III) Let us now take the Hilbert space $H$ to be 2 dimensional.

It seems OP is essentially asking:

How can the 3-dimensional Lie algebra $L$ be represented non-trivially in a 2-dimensional representation?

Answer: Well, remember that $r(J_i)$ should belong to ${\rm End}(H)$, the space of complex $2\times 2$ matrices, which has 4 complex dimensions. Even if we will only allow Hermitian $2\times 2$ matrices in order to have a unitary representation, we would still have 4 real dimensions at our disposal, one more than we need. In fact, it turns out that we can choose $r(J_i)$ to be proportional to the Pauli matrices $\sigma_i$.

Answer 2

In addition to Qmechanic's interesting answer, you might want to explicitly see that $\mathrm{SU(2)}$ only has three independent variables.
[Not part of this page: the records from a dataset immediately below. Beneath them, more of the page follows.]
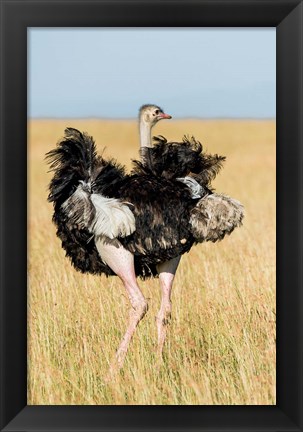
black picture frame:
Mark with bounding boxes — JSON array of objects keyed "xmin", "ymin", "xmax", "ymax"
[{"xmin": 0, "ymin": 0, "xmax": 303, "ymax": 432}]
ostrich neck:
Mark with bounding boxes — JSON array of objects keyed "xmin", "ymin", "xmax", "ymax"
[{"xmin": 140, "ymin": 121, "xmax": 152, "ymax": 148}]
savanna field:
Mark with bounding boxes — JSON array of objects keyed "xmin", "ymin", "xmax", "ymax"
[{"xmin": 28, "ymin": 119, "xmax": 276, "ymax": 405}]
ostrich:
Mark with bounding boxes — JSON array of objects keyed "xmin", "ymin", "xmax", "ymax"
[{"xmin": 47, "ymin": 105, "xmax": 243, "ymax": 369}]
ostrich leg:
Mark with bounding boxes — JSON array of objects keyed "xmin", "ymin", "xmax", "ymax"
[
  {"xmin": 96, "ymin": 239, "xmax": 148, "ymax": 371},
  {"xmin": 156, "ymin": 256, "xmax": 181, "ymax": 357}
]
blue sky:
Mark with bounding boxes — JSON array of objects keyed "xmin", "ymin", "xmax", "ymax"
[{"xmin": 28, "ymin": 28, "xmax": 276, "ymax": 118}]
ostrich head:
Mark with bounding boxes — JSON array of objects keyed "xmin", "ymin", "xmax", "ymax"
[{"xmin": 139, "ymin": 104, "xmax": 171, "ymax": 147}]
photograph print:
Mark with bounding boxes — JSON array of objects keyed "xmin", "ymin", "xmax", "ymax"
[{"xmin": 27, "ymin": 27, "xmax": 276, "ymax": 405}]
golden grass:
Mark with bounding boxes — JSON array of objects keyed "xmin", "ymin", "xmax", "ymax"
[{"xmin": 28, "ymin": 120, "xmax": 276, "ymax": 405}]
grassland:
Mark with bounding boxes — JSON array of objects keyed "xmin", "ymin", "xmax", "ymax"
[{"xmin": 28, "ymin": 120, "xmax": 276, "ymax": 405}]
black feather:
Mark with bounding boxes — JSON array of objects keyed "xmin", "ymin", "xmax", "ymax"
[{"xmin": 47, "ymin": 128, "xmax": 243, "ymax": 278}]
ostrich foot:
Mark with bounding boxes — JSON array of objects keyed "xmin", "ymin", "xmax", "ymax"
[{"xmin": 156, "ymin": 308, "xmax": 171, "ymax": 360}]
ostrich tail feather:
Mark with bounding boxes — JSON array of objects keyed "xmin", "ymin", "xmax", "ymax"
[
  {"xmin": 46, "ymin": 128, "xmax": 98, "ymax": 204},
  {"xmin": 46, "ymin": 128, "xmax": 135, "ymax": 239},
  {"xmin": 190, "ymin": 193, "xmax": 244, "ymax": 242}
]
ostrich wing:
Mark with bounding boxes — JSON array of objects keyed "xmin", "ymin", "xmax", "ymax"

Let us start by writing the $U \in \mathrm{SU(2)}$ as: \begin{equation} U=\begin{pmatrix} a & b \\ c & d \end{pmatrix} \end{equation} with $a,b,c,d \in \mathbb{C}$. Since we are looking at the special unitary group, we demand that: \begin{equation} \mathrm{det}\left(U\right) = 1 \implies ad-bc=1 \tag{1} \end{equation} and, of course, we also have that: \begin{equation} U^{-1}=U^\dagger \tag{2} \end{equation} Now, it follows from equation (1) that: \begin{equation} U^{-1}= \frac{1}{ad-bc} \begin{pmatrix} d & -b \\ -c & a \end{pmatrix} =\begin{pmatrix} d & -b \\ -c & a \end{pmatrix} \end{equation} Furthermore: \begin{equation} U^\dagger = \begin{pmatrix} a^* & c^* \\ b^* & d^* \end{pmatrix} \end{equation} Thus, from equation (2): \begin{equation} \begin{pmatrix} d & -b \\ -c & a \end{pmatrix} = \begin{pmatrix} a^* & c^* \\ b^* & d^* \end{pmatrix} \end{equation} which implies: \begin{equation} \begin{array}{cc} d=a^* \; ,& b=-c^* \end{array} \end{equation} and so we can write: \begin{equation} U=\begin{pmatrix} a & b \\ -b^* & a^* \end{pmatrix} \end{equation} with: \begin{equation} a a^* + bb^* =1 \tag{3} \end{equation} Since $a,b \in \mathbb{C}$, we see that $U$ has four real parameters. However, one of the four is fixed by equation (3) and so $\mathrm{SU(2)}$ only has three independent real parameters.